Grain—The USDA estimates for 2006-07 ending stocks for corn and wheat were unchanged from a month ago. But looking forward to the 2007-08 crop, the USDA cut corn-ending stocks by 3.5 percent. Corn use for ethanol in 2007-08 is projected to rise by 50 percent to 3.2 billion bushels. The USDA increased predictions for corn plantings to 87 million acres. New corn acres will come at the expense of soybeans, wheat and cattle-grazing pastures. Corn futures in the $4.10 to $4.20 range in early March are trading at $2 per bushel above year-ago levels.
In the food-versus-fuel debate, farmers appear to be well-supported in Washington, D.C. House Committee on Agriculture Chairman Collin Peterson, D-Minn., said that the United States has been subsidizing consumers with underpriced food and that the growing demand for corn by the U.S. ethanol industry will help raise prices to where they belong.
Oil—Although domestic stocks of soybean oil are record large, they are being overwhelmed by the new energy-based global dynamics for vegetable oil. The USDA raised its forecast of U.S. soybean oil exports. Despite escalating U.S. soybean oil prices, recent values from Argentina and Brazil have risen even more rapidly and have kept U.S. exports relatively competitive. The overall net effect will be to gradually tighten supplies over the next few months as demand starts to exceed monthly output. Soybean oil futures, hovering around 30 cents in early March, will remain well supported in the 29-cent to 32-cent range for this year. Any market dips to 29 cents or below are to be considered buying opportunities.
Pork—Higher prices for pork in early 2007 have been caused by increased domestic demand, mostly resulting from higher prices for competing proteins. However, most of the retail-driven Easter buying and contracting has concluded with ham prices peaking seasonally in early March. Look for ham prices to drop 3 cents to 5 cents in April before heading higher again in May. Pork bellies were 98 cents in early March, up 13 cents from a month ago. But belly prices appear to have advanced too far too fast and will likely trade in the mid-90-cent range through April. According to the USDA, pork production in 2007 is expected to be 3 percent above a year ago, with hog prices averaging $45, versus $47.26 in 2006.
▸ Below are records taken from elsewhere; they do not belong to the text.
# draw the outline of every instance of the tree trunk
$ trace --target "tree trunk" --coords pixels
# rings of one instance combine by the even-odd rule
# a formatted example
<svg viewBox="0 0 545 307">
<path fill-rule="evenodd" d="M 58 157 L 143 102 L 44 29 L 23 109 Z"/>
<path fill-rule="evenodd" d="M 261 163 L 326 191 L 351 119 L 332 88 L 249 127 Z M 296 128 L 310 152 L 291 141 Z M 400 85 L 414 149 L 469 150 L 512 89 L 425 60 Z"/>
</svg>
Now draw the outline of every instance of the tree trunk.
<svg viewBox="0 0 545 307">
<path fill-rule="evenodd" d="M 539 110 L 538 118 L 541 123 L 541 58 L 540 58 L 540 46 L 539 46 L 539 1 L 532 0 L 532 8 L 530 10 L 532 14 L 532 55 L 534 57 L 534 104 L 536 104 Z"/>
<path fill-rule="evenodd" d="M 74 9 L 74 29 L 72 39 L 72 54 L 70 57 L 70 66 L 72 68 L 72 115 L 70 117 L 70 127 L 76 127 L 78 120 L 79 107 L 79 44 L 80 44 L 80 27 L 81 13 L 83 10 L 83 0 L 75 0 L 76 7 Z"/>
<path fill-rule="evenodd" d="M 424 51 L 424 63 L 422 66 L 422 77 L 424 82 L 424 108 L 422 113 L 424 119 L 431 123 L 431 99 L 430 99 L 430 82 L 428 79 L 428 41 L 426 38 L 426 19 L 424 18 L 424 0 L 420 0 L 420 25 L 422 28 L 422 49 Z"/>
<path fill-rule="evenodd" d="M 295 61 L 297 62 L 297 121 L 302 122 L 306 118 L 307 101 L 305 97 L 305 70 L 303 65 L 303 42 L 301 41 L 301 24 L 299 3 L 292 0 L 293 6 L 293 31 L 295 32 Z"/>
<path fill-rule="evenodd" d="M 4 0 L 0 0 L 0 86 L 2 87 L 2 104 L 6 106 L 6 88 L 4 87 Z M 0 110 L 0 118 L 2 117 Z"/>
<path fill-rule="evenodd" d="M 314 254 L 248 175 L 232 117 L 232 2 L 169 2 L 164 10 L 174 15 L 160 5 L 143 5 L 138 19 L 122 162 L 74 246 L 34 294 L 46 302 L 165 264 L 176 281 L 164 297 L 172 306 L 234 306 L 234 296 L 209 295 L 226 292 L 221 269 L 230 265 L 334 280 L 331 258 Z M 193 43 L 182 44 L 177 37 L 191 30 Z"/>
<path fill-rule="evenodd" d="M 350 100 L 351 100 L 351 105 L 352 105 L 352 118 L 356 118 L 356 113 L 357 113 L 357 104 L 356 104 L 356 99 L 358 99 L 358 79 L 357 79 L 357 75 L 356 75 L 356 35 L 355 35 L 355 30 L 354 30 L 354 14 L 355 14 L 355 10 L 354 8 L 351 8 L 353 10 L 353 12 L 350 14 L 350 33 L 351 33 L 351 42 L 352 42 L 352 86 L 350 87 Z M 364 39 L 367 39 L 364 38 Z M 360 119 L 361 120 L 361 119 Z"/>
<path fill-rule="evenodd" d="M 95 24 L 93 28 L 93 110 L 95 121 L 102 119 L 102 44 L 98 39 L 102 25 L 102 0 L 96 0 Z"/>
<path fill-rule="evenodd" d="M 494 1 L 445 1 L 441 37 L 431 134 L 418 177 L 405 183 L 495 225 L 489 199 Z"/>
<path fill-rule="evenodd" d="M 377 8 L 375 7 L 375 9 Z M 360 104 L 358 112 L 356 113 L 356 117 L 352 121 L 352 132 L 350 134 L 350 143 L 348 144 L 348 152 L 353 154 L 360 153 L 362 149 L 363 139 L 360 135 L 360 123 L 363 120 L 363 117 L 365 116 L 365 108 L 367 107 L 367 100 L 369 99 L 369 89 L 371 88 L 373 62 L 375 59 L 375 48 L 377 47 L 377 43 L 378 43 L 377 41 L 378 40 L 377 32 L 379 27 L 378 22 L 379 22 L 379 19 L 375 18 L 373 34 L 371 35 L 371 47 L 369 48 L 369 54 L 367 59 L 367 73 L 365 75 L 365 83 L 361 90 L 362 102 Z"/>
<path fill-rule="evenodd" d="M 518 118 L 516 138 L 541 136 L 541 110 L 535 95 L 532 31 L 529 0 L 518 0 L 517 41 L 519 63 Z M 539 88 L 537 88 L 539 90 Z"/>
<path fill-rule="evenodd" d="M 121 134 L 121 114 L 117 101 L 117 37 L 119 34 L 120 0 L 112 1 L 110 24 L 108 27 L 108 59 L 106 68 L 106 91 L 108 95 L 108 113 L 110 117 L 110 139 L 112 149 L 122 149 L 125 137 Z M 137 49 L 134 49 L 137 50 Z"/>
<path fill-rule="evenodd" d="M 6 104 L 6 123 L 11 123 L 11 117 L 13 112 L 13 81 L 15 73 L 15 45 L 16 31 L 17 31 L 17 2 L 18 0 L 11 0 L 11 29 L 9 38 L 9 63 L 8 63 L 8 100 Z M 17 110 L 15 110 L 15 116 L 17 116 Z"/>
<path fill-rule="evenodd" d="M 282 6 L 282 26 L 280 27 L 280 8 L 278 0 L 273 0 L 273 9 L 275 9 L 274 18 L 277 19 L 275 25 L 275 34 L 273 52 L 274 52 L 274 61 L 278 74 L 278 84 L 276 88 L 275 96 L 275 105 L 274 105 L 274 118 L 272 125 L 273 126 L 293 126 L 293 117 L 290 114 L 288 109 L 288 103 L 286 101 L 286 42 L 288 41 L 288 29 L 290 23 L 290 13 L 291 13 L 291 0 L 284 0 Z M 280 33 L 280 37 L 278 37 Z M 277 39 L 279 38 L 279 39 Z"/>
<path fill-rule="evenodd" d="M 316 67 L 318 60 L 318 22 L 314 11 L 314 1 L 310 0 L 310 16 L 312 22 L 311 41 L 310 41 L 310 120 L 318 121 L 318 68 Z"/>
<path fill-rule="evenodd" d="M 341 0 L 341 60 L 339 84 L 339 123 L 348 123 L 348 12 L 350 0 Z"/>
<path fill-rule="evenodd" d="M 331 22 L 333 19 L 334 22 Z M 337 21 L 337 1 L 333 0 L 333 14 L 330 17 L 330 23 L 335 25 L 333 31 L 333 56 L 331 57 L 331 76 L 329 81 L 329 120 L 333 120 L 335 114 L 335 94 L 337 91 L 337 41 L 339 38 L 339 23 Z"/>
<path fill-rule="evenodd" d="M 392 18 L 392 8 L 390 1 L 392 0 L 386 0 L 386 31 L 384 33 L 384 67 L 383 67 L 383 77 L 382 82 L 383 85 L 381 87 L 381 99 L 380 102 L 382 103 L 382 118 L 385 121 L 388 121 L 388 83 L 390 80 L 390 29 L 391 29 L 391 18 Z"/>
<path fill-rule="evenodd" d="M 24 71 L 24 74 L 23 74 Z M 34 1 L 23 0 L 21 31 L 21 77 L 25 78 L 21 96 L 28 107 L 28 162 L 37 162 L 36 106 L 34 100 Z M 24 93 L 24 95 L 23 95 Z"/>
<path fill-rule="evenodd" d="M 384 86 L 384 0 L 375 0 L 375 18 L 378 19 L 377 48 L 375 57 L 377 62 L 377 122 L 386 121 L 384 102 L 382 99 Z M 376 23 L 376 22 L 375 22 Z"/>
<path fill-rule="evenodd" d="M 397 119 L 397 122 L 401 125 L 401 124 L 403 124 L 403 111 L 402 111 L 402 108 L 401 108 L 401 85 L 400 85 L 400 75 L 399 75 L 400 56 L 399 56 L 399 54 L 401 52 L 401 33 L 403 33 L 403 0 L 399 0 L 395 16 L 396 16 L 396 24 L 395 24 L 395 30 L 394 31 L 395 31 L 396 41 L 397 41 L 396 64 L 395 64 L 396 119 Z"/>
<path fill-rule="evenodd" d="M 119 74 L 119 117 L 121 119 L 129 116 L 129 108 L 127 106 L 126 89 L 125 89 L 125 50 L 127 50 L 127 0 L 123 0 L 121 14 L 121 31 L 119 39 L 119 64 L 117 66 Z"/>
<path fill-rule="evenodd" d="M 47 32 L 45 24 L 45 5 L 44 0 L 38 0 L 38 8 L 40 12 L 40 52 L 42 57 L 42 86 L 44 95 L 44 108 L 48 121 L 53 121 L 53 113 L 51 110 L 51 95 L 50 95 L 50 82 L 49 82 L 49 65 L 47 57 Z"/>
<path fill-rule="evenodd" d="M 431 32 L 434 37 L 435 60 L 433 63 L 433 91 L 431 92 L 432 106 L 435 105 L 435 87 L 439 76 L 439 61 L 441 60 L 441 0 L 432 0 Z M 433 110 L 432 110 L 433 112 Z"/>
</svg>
Poultry—According to the USDA, the broiler industry will be pressured by higher feed costs in 2007. As a result, broiler output will be flat in the first half of 2007 but should pick up in the second half in response to stronger prices. The USDA reduced production estimates this month in light of a lower-than-expected number of eggs being placed in incubators and the lower numbers of chicks placed for grow-out. The revised estimate for broiler production in 2007 is 36 billion pounds, up only 0.8 percent from 2006. Broiler meat production in 2006 was 35.7 billion pounds, up only 1 percent from the previous year.
Boneless skinless breast prices jumped to the mid-$1.50s in early March, 20 cents higher than a month ago and up 44 cents in the last two months. Look for breast prices to be in the $1.70s by June and higher by summer’s end. The wing market is down 12 cents per pound from a pre-Superbowl peak and will continue to drift lower for the next few months.